You were lucky this time.
Especially in debug mode some compilers will put spare memory (often filled with some obvious value) around declarations so you can find code like this.
It also depends on the how the pointer is declared. For example, can change ptr, and what ptr points to:
char * ptr;
Can change what ptr points to, but not ptr:
char const * ptr;
Can change ptr, but not what ptr points to:
const char * ptr;
Can't change anything:
const char const * ptr;
According to the C99 specifification (C99: TC3, 6.4.5, §5), string literals are
[...] used to initialize an array of static storage duration and length just
sufficient to contain the sequence. [...]
which means they have the type char [], ie modification is possible in principle. Why you shouldn't do it is explained in §6:
It is unspecified whether these arrays are distinct provided their elements have the
appropriate values. If the program attempts to modify such an array, the behavior is
undefined.
Different string literals with the same contents may - but don't have to - be mapped to the same memory location. As the behaviour is undefined, compilers are free to put them in read-only sections in order to cleanly fail instead of introducing possibly hard to detect error sources.
I'm wondering why it works
It doesn't. It causes a Segmentation Fault on Ubuntu x64; for code to work it shouldn't just work on your machine.

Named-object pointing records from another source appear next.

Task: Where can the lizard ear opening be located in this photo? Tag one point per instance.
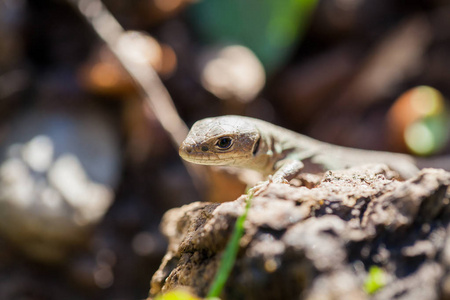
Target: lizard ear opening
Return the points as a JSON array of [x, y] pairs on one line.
[[256, 147]]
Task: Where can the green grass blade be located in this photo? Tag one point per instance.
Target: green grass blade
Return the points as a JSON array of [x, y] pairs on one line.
[[230, 253]]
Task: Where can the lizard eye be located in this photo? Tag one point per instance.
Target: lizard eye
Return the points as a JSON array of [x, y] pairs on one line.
[[224, 143]]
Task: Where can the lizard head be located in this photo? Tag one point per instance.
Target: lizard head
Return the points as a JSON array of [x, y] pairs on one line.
[[226, 140]]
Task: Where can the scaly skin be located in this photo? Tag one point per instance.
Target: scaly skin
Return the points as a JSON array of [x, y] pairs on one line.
[[251, 143]]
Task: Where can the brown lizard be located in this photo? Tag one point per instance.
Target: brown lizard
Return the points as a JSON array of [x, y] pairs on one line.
[[255, 144]]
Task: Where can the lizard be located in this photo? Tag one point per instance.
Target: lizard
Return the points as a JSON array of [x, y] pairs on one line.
[[277, 152]]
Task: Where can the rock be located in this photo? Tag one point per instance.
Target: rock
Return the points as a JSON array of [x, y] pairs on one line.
[[57, 176], [319, 242]]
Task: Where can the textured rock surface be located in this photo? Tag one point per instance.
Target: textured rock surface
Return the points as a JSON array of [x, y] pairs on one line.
[[319, 242]]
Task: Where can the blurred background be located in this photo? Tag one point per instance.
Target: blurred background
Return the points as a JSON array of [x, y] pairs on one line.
[[87, 166]]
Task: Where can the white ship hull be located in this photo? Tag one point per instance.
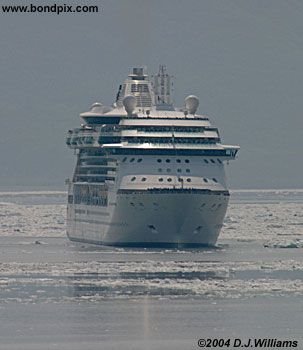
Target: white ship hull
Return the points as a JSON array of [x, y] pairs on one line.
[[147, 174], [173, 220]]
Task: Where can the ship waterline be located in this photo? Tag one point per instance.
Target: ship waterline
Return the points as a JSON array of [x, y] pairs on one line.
[[147, 174], [153, 219]]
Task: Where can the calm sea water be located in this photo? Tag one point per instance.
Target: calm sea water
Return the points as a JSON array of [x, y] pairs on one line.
[[55, 294]]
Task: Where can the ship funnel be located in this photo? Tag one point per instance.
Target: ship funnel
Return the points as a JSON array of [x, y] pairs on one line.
[[191, 104], [129, 103]]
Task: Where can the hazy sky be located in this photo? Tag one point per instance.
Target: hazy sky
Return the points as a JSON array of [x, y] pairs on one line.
[[242, 58]]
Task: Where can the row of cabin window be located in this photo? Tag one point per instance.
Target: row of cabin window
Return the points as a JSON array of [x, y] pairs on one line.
[[195, 140], [160, 179], [169, 170], [139, 160]]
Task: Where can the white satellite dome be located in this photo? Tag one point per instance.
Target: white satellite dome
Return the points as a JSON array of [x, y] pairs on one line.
[[129, 103], [191, 104]]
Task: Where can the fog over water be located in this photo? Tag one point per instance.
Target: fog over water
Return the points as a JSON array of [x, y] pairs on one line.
[[56, 294], [242, 58]]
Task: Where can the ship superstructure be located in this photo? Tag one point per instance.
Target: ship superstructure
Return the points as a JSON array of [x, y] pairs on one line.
[[147, 174]]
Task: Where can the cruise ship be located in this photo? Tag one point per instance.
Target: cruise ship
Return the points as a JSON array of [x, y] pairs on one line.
[[147, 174]]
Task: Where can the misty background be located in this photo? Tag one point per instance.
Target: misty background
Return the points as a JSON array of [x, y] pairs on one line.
[[243, 59]]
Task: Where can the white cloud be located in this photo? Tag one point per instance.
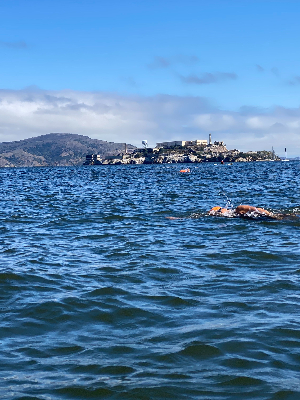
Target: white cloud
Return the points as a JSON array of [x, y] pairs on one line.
[[118, 118]]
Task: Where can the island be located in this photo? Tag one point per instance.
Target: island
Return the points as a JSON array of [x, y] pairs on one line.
[[195, 151]]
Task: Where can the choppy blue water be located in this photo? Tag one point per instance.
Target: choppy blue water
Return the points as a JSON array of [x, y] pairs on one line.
[[102, 297]]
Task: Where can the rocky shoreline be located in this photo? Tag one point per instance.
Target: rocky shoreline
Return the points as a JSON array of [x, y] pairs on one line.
[[195, 154]]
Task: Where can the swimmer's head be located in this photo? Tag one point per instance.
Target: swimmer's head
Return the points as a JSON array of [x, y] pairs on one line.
[[215, 210]]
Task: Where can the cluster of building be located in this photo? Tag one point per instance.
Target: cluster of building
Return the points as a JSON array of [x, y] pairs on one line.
[[95, 159]]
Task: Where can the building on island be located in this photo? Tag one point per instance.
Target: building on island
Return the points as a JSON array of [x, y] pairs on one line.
[[92, 159], [182, 143]]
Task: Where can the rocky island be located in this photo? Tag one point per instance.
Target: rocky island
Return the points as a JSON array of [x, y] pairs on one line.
[[186, 152]]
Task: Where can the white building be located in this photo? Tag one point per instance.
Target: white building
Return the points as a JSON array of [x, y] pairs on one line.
[[183, 143]]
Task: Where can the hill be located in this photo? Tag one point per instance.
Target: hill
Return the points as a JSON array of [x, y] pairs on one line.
[[55, 149]]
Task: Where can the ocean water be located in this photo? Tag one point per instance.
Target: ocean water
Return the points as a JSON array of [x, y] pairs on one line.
[[103, 297]]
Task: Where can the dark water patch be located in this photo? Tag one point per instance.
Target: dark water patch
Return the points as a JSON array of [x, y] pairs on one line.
[[200, 351], [242, 381], [285, 395], [104, 297], [80, 392]]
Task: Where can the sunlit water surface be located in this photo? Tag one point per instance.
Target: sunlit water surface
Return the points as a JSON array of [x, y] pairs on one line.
[[103, 297]]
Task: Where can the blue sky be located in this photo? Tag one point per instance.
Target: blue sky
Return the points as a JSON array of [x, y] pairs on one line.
[[227, 67]]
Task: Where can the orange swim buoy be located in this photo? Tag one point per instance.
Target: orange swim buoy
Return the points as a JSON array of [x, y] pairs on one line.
[[185, 170]]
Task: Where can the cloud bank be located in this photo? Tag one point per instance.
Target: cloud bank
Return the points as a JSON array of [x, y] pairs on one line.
[[118, 118], [14, 45]]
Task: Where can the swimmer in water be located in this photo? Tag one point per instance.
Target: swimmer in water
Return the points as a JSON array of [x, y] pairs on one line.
[[242, 211]]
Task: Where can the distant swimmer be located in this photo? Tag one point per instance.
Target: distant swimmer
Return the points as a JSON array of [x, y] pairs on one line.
[[242, 211], [185, 170]]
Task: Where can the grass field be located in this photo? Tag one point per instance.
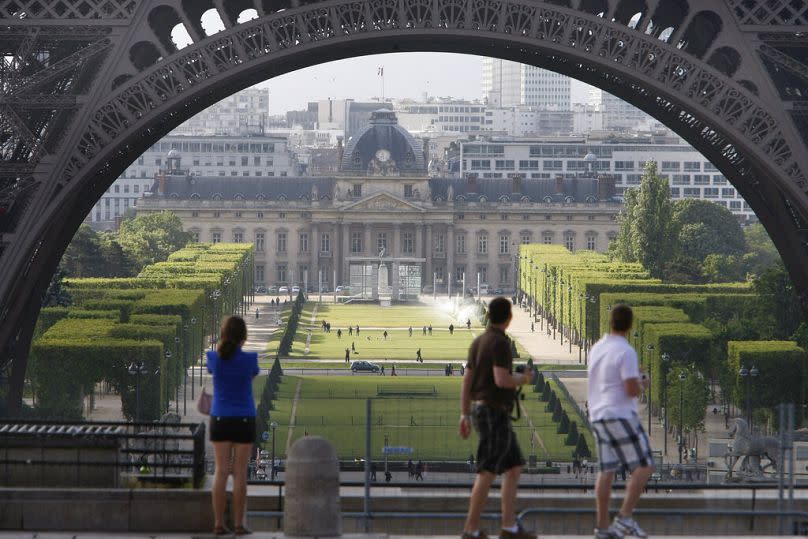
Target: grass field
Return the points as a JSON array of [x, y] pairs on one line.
[[370, 344], [335, 409]]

Moving the modified data to the stack gets around the data area protection in linux:
int main() {
char b[] = "hello";
char c[] = " ";
char *s = b;
strcat(s, " world");
puts(b);
puts(c);
return 0;
}
Though you then are only safe as 'world' fits in the unused spaces between stack data - change b to "hello to" and linux detects the stack corruption:
*** stack smashing detected ***: bin/clobber terminated
The compiler is allowing you to modify s because you have improperly marked it as non-const -- a pointer to a static string like that should be
const char *s = "hello";
With the const modifier missing, you've basically disabled the safety that prevents you from writing into memory that you shouldn't write into. C does very little to keep you from shooting yourself in the foot. In this case you got lucky and only grazed your pinky toe.
s points to a bit of memory that holds "hello", but was not intended to contain more than that. This means that it is very likely that you will be overwriting something else. That is very dangerous, even though it may seem to work.
Two observations:
The * in *s-- is not necessary. s-- would suffice, because you only want to decrement the value.
You don't need to write strcat yourself. It already exists (you probably knew that, but I'm telling you anyway:-)).